Multi-Scale Multi-Task distillation for incremental 3D medical image segmentation

Authors: Mu Tian (Shenzhen University); Qinzhu Yang (Shenzhen University); Yi Gao (Shenzhen University)

Abstract: Automatic medical image segmentation is the core component for many clinical applications. Substantial number of deep learning based methods have been proposed in past years, but deploying such methods in practice faces certain difficulties, such as the acquisition of massive annotated data for training and the high latency of model iteration. In contrast to the conventional cycle of "data collection, offline training, model update", developing a system that continuously generates robust predictions will be critical. Recently, incremental learning was widely investigated for classification and semantic segmentation on 2D natural images. Existing work showed the effectiveness of data rehearsal and knowledge distillation in counteracting catastrophic forgetting. Inspired by these advances, we propose a multi-scale multi-task distillation framework for incremental learning with 3D medical images. Different from the task-incremental scenario in literature, our proposed strategy focuses on improving robustness against implicit data distribution shift. We introduce knowledge distillation as multi-task regularization to resolve prediction confusions.

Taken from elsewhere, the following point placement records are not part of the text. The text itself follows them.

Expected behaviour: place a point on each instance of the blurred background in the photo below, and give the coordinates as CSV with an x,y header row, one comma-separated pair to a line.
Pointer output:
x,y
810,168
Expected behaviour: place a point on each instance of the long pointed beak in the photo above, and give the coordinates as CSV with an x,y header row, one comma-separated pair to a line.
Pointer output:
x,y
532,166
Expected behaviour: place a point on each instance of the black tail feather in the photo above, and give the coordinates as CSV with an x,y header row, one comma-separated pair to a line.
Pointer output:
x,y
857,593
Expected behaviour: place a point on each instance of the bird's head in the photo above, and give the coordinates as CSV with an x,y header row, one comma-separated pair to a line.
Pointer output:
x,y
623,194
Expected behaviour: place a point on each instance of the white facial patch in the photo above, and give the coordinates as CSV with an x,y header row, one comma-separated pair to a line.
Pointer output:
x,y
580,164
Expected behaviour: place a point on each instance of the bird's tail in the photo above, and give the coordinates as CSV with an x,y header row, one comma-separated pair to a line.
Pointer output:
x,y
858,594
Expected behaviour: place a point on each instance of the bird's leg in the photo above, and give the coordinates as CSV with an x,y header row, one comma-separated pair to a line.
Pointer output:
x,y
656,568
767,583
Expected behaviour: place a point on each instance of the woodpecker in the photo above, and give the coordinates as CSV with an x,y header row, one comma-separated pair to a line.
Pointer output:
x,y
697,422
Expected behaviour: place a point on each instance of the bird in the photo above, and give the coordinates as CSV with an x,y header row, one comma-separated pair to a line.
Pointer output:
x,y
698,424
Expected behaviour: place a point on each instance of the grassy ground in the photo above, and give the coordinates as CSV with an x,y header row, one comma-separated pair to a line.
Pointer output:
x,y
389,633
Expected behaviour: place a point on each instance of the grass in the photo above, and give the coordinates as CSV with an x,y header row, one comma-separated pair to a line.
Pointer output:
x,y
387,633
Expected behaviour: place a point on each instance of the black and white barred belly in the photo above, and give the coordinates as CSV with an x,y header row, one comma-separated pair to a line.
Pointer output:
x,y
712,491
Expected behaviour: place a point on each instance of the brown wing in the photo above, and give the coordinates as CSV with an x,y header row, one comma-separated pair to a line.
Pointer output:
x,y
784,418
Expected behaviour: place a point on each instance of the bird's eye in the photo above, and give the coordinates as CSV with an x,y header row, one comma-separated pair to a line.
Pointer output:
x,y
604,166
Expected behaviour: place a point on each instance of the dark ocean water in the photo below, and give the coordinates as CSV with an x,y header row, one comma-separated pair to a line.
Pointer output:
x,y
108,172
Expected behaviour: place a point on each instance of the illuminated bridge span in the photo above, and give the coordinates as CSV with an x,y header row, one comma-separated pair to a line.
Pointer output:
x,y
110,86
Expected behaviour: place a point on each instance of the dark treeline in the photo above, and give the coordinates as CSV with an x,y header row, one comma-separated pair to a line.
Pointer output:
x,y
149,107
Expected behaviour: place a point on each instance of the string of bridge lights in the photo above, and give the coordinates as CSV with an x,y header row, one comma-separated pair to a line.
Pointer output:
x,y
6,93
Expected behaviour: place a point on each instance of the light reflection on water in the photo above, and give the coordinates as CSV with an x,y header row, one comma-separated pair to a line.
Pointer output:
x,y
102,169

At each step, the network is instructed to learn towards both the new ground truth and the uncertainty weighted predictions from the previous model. Simultaneously, image features at multiple scales in the segmentation network could participate in a contrastive learning scheme, aiming at more discriminant representations that inherit the past knowledge effectively. Experiments showed that our method improved overall continual learning robustness under the extremely challenging scenario of "seeing each image once in a batch of one" without any pre-training. In addition, the proposed method could work on top of any network architectures and existing incremental learning strategies. We also showed further improvements by combining our method with data rehearsal using a small buffer.